Jeoloji üzerine dersler
Sorumluların cezalandırılmaları için artık herkesin duyarlı ve bilinçli hareket etmesi gerektiğini de hatırlatmak istiyorum. 1999’da bir iki günah keçisi haricinde kimse cezalandırılmadı. Daha da kötüsü günümüzde inşaat ve rant oligarşisi kendisine böylesine güçlü metafizik mukaddesatçı bir müttefik bulmuşken işimiz daha zor gibi görünüyor. 1999’dan sonra geçen 20 küsur yıl içinde hiçbir adım atılmadığı gibi anlaşıldığı kadarıyla ‘sivil toplum’ ve kurumlar da geriletildi.

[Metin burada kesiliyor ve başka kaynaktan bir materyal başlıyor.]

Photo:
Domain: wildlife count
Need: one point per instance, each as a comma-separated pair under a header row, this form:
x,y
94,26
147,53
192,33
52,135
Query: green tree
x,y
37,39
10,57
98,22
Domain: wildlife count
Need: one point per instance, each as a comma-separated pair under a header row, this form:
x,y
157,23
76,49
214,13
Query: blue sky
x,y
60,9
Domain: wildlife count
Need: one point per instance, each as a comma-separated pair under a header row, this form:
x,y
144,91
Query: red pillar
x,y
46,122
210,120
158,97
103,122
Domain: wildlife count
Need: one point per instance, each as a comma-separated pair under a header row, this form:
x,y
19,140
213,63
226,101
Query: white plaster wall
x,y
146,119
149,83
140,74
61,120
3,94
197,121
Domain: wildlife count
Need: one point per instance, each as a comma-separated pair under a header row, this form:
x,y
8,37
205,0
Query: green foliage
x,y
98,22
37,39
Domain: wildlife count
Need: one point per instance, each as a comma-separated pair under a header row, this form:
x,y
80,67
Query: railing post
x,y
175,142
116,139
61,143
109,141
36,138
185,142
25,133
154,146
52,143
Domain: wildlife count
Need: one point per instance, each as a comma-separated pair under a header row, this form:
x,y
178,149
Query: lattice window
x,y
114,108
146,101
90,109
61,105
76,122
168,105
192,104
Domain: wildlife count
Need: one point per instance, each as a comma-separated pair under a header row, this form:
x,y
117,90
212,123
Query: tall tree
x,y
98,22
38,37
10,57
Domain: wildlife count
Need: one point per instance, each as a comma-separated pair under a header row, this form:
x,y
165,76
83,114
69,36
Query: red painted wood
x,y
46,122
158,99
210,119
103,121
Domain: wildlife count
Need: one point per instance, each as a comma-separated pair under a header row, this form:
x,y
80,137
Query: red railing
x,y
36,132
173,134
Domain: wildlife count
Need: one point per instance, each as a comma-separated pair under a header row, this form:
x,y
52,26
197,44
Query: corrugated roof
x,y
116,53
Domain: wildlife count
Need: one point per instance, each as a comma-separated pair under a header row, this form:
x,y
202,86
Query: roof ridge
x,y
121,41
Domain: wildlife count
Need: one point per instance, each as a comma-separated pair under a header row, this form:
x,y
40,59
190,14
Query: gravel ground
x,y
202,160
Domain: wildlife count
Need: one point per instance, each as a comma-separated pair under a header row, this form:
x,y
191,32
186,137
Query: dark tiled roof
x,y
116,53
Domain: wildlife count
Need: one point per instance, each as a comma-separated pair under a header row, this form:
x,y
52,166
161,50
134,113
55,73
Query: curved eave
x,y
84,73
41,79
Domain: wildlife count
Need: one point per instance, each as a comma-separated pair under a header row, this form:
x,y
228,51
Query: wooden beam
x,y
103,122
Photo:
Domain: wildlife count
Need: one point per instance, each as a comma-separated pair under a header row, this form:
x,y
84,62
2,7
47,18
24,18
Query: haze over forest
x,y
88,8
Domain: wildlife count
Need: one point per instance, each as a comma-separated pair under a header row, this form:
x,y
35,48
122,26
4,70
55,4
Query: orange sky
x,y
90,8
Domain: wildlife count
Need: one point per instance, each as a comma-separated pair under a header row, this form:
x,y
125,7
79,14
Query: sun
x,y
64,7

1999 Gölcük Depreminin üçüncü gününden itibaren deprem alanındaydım. Şahit olduklarıma veya işittiklerime burada değinmek istemiyorum; ama 19 yaşında bir genç olarak girdiğim alanda, on gün içinde 29 yaşına atladığımı söyleyebilirim. Yapı mukavemeti uzmanı değiliz; ama temelde üç hata herkesin gözüne çarpmaktaydı; yanlış yer seçimi, kat sayısında aşırılık ve malzeme kullanımındaki usulsüzlük. Buna bir de deprem sonrası acemilikler eklenince ortaya büyük bir facia çıkmıştı. Şimdi çeyrek asır sonra yaşanan felakette, mevcut eksikliklere bir de toplumsal parçalanmanın ve kurumların içinin hepten çürümüş olduğu gerçeğinin eklendiği görülüyor. “Tasavvuf uzmanı” bir başkanın liderlik ettiği kurtarma teşkilatı, Kurban Bayramı'ndakine benzer nidaların kurtarma anlarına eşlik etmesi ve üniversitelerin kapatılması gibi yenilikleri de bu listeye ekleyebiliriz.

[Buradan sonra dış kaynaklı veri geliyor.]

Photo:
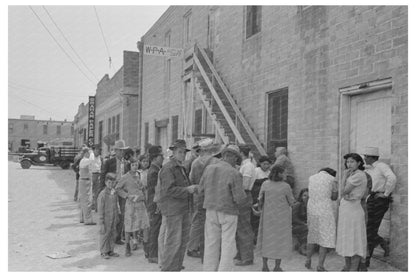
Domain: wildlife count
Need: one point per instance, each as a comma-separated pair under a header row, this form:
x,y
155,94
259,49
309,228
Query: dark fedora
x,y
180,143
155,150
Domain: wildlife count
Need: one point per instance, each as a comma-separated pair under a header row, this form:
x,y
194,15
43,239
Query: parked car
x,y
61,156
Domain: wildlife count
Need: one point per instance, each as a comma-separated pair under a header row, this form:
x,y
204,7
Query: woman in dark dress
x,y
299,220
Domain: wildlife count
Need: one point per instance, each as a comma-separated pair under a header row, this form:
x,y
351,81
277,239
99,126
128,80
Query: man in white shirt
x,y
383,184
245,234
95,169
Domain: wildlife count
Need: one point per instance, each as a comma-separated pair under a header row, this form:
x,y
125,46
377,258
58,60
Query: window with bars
x,y
109,126
277,119
113,124
175,123
198,121
118,123
146,134
100,132
253,20
187,27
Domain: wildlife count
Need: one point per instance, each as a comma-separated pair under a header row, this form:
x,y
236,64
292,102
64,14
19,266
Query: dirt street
x,y
43,219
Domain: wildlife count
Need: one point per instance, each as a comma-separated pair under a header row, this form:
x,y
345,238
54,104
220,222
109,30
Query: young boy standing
x,y
108,216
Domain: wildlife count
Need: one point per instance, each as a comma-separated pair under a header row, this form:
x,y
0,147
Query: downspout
x,y
140,92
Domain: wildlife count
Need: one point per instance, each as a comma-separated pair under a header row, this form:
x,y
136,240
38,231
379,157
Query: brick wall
x,y
313,51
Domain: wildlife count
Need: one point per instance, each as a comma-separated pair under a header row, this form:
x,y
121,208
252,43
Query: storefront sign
x,y
162,51
91,120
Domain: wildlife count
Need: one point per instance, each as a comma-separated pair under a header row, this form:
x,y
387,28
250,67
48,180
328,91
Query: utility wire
x,y
60,46
102,34
21,88
30,103
70,45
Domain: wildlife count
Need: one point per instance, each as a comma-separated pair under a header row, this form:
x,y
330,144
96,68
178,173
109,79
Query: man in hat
x,y
383,184
155,218
245,234
95,169
175,204
283,160
223,190
195,151
116,165
207,155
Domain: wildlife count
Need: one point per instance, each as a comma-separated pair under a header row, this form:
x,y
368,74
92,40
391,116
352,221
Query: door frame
x,y
346,94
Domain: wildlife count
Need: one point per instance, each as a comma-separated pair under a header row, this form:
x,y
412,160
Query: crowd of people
x,y
220,205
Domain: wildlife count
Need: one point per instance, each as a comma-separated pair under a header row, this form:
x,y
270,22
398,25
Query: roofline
x,y
41,120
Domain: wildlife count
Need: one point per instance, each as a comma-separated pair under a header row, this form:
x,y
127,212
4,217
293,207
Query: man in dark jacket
x,y
175,206
116,165
155,218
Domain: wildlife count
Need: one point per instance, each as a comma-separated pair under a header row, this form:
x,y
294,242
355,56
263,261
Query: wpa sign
x,y
161,51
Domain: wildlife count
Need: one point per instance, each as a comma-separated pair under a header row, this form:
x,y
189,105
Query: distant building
x,y
116,110
27,131
322,81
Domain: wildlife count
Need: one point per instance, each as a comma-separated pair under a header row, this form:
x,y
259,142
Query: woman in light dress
x,y
323,189
351,233
135,216
274,239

99 felaketinde yer bilim konusundaki eksikliklerimizi sahada tecrübe ettikten sonra o dönemki hükümet erbabı okul kapatmayı akıl edemediği için eğitimimize kaldığımız yerden devam ettik. “Arkeolojik Jeoloji” tam da bu dönemde geçmekle mükellef olduğumuz, hayatım boyunca en zorlandığım dersti. Dersi veren hocamız gerçek bir saha adamı olan Jeomorfolog, jeoarkeoloji paleocoğrafya uzmanı Prof. Ertuğ Öner’di.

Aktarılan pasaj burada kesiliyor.